A panel at this month’s CineEurope will look at how distributors and exhibitors are engaging female audiences. Screen talks to panellists and studio marketing heads about how they’re getting women to cinemas.
“The female audience, in nearly every market, is the most important cinemagoing audience,” reveals Simon Hewlett, the London-based president of international marketing at Universal Pictures.
The studio has had huge success with female-driven films such as the 50 Shades franchise, Girls Trip and Bridesmaids. “Women have always been a very important part of the cinemagoing population, very influential over other audiences, especially male. What we’ve seen in the last year [is] a greater focus on films about women, for women, and I can only see that trend increasing because it’s a very strong, very viable audience.”
The issue of how best to reach that group is the subject of a panel at this month’s CineEurope, although, ironically, evidence suggests that women are already being broadly engaged.
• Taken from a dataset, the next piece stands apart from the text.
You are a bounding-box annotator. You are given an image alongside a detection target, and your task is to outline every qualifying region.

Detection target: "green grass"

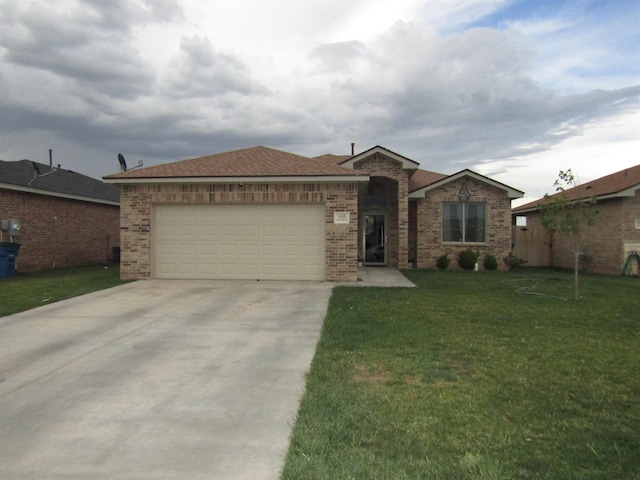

In the UK, according to data from the 2017 TGI survey of 25,000 adults aged 15 and above, of respondents who say they are cinemagoers, 52% are female, 48% male. However, the split reverses to 55% male and 45% female when it comes to heavy cinemagoers (people who go to the cinema more than once a month), according to the same survey. A different report in the UK by the Cinema Advertising Association’s Film Monitor suggests the gender skew rises to roughly 60% male, 40% female for superhero movies.
Further surveys across Europe reveal the female audience percentage is between 51%-55%, depending on the country and year. More than that, “women are the decision-makers”, suggests Eric Meyniel, international content director of Kinepolis, which has 49 cinemas across Belgium, France, Spain, Luxembourg, Switzerland, the Netherlands and Poland. “Women are at the start of a decision to go to the movies.”
Whether it is with their family, their children, or their friends, for women, cinemagoing is a social event. Unlike men, they rarely go on their own, preferring to visit in groups. To cater to this particular market, Kinepolis runs weekly ‘Women’s Night’ events in all its territories. “This is a complete night out that they plan and want to experience together,” says Meyniel, who will speak at the CineEurope panel.
As well as the film, Kinepolis also provides extra benefits for its audience. “Not only make-up, nails and those stereotype activities, we try to propose different things, like travel, to win trips. We also do drinks and something to eat before the movie. When we tried to test the same concept with males, there was not the same desire.”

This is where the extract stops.